1. Start the Terminal for the relevant instance and log in as a user with sufficient privileges.

2. At the terminal prompt, switch to the %SYS namespace and run the ^EncryptionKey routine:

        zn "%SYS"
   %SYS>do ^EncryptionKey

3. In ^EncryptionKey, select option 4) Data element encryption for applications.

4. In the Data element encryption for applications choices, select option 1) Activate data element encryption key.

5. In the Activate data element encryption key choices, select option 2) Use KMIP server.

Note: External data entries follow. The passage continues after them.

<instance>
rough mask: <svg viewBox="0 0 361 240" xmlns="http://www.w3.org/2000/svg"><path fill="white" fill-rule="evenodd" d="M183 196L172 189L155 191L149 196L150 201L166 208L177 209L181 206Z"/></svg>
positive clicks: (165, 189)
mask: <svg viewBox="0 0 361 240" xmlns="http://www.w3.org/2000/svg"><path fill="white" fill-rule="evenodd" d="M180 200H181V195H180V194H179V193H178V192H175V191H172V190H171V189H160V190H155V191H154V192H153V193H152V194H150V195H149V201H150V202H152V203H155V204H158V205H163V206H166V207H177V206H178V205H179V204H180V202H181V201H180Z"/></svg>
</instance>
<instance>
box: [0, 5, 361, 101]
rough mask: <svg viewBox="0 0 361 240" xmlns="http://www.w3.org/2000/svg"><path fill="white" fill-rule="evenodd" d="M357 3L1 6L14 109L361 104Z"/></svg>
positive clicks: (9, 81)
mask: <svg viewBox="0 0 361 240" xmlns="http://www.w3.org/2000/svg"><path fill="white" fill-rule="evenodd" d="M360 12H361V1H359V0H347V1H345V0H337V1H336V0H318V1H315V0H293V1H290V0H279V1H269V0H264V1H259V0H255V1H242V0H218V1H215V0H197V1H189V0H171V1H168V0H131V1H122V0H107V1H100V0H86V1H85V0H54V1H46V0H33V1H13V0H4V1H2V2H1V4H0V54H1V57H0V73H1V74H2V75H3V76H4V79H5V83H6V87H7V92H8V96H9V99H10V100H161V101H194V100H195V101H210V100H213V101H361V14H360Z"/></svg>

6. At the KMIP server prompt, enter the name of the configuration of the KMIP server from which you wish to activate the key. The routine lists the available keys from the KMIP server and prompts for selection.

7. At the Select key prompt, specify the desired key.

8. The routine activates the selected key and displays its Key ID.

   

9. For each activated key, the Data Element Encryption page, (System Administration → Encryption → Data Element Encryption) adds the key to the table of activated keys and displays its identifier.

10. You can now log in to the IRIS Management Console and verify the activated key.